Ah, you say, but politics are so ugly, so nasty and conflictual and such a low vibration. Won’t I sully my spiritual purity and disturb my inner peace by getting involved?
If your inner peace has any depth to it, it will withstand a trip to the voting booth. True spirituality is not about some aseptic removal from the world, it’s about engagement with reality in all its forms. True compassion requires us to face what’s ugly and disturbing, not hide from it. Withdrawal is, again, a position of pure privilege. Privilege means advantages and power and choices that you haven’t earned, and exercising unearned power never earned anyone any karmic good points.
The farmer whose land is taken for a pipeline doesn’t have the luxury of denial. The community whose drinking water is toxic from a chemical spill is looking for a very practical form of purity. They need our solidarity, which is the wonderful use we can make of privilege – to put it to the service of making a more just world.
Finally, it’s a magical law that you don’t gain more power by disdaining the power you have. If we want to call in the great powers of creation, compassion and justice to transform our world, we must use whatever avenues are open to us, even if they seem weaker than we’d like. The trickle carves a path for the stream to flow, and the stream makes the way for the river.
So do a walking meditation, and walk on down to the voting booth. Make filling out your ballot an act of prayer, if you like.

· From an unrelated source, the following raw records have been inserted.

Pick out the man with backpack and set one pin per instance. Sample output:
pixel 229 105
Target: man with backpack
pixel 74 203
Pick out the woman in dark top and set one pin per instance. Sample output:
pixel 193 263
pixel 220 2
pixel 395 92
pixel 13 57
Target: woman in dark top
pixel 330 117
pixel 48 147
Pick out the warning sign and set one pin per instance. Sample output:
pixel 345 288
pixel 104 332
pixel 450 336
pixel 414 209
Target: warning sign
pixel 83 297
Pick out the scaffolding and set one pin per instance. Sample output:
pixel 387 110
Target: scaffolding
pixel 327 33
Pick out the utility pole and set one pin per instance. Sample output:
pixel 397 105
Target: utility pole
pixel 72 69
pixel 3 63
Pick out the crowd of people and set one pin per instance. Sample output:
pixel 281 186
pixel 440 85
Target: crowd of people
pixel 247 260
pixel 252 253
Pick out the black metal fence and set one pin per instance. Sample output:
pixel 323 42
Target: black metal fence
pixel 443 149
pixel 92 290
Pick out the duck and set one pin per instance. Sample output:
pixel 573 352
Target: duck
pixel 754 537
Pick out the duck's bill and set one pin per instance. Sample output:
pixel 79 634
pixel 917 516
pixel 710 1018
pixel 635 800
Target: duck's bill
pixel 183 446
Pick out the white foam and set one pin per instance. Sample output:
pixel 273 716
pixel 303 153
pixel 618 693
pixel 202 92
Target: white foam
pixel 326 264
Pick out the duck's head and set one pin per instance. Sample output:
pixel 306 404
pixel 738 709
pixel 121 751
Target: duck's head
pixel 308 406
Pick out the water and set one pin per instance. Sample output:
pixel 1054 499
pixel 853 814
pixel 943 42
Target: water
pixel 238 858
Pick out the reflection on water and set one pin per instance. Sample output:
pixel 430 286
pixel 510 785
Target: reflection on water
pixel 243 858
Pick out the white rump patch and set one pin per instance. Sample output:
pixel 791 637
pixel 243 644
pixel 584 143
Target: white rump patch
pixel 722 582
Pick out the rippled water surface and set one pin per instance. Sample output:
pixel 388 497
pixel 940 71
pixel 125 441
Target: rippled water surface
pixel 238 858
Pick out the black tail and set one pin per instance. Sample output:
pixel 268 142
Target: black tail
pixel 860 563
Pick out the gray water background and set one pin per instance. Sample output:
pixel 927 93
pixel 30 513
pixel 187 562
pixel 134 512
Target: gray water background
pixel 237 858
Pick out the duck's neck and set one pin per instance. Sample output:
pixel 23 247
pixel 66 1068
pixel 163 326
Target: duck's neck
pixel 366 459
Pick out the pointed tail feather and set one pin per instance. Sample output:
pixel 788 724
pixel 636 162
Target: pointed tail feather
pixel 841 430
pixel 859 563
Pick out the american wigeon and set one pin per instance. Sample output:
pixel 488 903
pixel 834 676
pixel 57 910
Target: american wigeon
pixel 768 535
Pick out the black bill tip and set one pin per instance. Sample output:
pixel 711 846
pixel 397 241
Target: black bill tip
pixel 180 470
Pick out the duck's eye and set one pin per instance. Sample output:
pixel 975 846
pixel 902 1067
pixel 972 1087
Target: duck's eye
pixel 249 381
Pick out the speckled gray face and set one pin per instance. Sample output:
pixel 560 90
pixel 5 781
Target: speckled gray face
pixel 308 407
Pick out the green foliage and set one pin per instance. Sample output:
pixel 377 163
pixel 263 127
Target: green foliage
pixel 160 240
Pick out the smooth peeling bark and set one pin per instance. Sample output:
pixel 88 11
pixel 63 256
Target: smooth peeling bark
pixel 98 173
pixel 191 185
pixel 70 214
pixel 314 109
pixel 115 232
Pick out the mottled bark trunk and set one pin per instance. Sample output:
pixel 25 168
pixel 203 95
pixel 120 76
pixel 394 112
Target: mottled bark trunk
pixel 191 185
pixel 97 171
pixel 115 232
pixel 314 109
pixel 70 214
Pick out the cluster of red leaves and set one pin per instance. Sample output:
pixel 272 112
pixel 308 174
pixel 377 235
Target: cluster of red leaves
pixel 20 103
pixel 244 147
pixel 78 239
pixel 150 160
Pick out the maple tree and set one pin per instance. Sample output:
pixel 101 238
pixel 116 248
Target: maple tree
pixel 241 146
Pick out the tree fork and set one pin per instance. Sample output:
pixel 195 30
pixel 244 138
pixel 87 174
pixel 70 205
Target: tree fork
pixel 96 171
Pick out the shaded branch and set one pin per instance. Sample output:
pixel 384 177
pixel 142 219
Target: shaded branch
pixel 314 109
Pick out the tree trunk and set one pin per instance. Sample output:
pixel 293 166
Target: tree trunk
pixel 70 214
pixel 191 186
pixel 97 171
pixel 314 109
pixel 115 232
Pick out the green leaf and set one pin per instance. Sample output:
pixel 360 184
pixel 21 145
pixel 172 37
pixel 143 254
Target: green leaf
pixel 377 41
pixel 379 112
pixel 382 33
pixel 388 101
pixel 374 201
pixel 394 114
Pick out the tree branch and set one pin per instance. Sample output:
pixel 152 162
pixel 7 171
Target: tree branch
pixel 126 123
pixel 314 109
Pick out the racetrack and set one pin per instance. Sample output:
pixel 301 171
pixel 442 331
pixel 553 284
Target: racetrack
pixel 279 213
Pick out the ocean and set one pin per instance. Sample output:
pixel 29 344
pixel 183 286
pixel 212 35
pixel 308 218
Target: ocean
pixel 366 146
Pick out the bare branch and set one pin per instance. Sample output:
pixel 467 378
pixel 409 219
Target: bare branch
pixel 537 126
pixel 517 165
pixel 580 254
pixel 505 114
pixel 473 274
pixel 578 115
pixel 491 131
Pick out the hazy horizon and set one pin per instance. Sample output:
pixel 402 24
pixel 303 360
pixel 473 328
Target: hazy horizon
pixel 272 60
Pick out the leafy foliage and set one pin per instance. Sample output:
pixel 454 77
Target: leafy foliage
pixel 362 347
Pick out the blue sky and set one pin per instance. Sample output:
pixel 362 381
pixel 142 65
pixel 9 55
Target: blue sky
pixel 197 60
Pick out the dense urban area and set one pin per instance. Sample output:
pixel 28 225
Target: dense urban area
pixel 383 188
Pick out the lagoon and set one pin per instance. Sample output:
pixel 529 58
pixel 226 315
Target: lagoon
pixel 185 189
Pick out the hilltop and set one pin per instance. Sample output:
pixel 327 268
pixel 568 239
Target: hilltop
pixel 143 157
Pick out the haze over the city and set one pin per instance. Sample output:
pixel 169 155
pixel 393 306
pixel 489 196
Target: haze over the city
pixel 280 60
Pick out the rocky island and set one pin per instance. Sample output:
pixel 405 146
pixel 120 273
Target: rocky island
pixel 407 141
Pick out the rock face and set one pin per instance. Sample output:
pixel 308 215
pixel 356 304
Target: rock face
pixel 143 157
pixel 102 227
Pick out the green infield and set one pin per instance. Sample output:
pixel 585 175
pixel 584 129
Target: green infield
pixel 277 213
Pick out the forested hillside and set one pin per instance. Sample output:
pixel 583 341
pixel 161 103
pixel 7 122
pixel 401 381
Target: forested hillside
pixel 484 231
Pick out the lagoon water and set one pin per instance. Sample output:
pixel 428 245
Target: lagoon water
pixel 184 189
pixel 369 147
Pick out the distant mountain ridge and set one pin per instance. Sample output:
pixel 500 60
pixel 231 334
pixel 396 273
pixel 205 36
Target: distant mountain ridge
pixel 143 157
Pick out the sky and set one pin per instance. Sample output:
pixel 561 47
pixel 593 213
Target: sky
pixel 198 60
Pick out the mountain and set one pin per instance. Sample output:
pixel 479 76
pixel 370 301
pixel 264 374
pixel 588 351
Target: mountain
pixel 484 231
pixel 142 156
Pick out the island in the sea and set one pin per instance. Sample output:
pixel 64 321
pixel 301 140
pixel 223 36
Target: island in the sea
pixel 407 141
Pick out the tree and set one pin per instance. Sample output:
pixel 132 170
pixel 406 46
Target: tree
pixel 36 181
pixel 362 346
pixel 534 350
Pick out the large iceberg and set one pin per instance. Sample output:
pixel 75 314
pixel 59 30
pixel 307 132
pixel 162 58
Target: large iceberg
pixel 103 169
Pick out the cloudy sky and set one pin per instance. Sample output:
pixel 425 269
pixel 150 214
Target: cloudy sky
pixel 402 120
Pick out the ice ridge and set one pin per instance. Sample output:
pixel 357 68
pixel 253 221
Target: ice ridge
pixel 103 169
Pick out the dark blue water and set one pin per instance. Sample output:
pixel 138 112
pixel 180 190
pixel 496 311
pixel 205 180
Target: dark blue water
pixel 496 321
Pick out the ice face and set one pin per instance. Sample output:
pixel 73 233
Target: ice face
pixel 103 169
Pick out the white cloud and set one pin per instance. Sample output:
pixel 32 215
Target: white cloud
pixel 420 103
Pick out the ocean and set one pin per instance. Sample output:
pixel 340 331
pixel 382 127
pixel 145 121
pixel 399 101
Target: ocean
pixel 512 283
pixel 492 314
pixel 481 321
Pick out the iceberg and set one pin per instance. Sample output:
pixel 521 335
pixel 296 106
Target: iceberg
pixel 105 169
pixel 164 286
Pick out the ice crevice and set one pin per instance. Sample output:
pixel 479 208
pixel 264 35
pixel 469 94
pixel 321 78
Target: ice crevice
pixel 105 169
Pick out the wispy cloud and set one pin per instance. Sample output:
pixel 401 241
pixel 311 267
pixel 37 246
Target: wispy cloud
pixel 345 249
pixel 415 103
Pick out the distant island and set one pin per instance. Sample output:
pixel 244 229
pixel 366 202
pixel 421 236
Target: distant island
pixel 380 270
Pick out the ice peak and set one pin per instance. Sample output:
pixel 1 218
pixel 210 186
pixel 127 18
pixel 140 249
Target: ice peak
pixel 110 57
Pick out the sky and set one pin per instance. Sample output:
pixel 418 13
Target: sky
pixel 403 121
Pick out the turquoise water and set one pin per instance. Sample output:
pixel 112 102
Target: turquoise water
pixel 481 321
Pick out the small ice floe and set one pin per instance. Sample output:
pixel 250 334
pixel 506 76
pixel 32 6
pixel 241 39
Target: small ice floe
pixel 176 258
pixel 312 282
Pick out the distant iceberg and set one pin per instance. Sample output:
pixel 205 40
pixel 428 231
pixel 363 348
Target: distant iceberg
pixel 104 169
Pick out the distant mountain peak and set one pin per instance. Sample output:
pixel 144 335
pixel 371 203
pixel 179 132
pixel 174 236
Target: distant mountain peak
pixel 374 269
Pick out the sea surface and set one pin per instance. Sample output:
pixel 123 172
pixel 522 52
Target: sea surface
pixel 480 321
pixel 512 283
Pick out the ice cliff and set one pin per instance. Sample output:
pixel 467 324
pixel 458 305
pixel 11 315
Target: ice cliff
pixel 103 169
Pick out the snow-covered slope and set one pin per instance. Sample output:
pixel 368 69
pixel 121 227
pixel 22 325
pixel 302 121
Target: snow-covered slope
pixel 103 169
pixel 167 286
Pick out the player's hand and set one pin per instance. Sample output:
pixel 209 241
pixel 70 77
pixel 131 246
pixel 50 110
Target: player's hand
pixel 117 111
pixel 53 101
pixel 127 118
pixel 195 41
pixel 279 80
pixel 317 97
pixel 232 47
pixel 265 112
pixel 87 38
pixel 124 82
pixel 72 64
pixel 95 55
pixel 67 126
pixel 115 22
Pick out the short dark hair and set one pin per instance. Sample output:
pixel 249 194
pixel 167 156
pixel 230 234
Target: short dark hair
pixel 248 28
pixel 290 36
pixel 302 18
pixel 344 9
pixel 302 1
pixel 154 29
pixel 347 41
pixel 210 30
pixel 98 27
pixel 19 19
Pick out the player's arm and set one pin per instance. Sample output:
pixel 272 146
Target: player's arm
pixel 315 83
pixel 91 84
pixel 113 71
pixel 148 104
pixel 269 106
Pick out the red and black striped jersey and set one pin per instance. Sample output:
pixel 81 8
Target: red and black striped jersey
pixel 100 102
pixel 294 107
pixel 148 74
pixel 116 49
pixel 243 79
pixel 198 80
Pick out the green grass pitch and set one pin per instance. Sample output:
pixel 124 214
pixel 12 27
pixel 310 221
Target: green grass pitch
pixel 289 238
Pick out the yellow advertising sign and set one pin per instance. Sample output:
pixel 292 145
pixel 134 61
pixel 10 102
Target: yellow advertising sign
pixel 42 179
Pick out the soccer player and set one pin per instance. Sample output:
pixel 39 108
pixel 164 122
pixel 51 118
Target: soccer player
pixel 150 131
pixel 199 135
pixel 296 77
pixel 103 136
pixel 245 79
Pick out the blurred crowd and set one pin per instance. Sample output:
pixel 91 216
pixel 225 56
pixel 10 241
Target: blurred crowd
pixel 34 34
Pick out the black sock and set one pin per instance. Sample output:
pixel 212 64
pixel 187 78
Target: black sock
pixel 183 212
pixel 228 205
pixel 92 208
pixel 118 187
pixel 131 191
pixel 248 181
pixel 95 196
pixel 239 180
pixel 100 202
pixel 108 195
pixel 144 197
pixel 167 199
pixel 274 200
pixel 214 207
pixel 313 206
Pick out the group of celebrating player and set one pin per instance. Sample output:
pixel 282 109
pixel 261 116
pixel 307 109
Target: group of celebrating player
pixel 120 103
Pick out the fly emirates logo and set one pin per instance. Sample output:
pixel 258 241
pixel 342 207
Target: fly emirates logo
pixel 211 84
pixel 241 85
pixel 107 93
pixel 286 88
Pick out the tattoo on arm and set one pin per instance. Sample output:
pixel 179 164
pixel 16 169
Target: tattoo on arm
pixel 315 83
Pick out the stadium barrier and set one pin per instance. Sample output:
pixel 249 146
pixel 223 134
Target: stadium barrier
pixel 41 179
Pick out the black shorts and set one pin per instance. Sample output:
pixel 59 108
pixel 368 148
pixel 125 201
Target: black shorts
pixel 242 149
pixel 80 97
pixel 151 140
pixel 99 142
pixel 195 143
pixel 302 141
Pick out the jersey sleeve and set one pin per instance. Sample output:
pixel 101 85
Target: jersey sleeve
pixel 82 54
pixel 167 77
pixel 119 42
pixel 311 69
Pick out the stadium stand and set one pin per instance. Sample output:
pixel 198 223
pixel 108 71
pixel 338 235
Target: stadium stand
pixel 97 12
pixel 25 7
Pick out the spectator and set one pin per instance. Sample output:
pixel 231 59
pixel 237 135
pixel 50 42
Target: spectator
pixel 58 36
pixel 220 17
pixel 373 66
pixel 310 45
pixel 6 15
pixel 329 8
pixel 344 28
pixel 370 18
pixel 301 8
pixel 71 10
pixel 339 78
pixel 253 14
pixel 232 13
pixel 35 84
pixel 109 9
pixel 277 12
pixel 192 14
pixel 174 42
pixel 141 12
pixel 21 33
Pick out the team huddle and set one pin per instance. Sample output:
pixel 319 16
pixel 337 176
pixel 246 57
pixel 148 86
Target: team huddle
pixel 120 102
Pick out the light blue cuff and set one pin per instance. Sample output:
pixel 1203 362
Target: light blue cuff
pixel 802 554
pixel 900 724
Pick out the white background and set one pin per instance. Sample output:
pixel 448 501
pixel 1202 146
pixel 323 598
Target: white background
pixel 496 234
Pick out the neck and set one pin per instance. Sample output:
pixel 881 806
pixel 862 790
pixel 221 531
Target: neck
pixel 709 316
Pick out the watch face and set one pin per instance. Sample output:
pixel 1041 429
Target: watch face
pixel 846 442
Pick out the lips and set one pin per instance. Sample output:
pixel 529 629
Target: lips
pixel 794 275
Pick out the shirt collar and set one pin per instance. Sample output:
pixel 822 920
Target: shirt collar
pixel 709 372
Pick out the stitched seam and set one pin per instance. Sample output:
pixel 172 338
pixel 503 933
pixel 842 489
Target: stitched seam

Take that hour, or day out of your busy life and make your small voice heard as an act of magical, political will that can open the gates to a world where we all have bigger voices. When you go back to your meditation, or your anarchist collective, or your revolutionary praxis, or your simple struggle to pay the rent and put food on the table, the world will not have transformed overnight. The Great Turning won’t have turned. The Good Guys will not have completely triumphed over the Bad Guys.
But the world might just be a slight bit better than it would have been otherwise. And that small difference might be the divergence in the path that heads us away from destruction and onto the road to hope.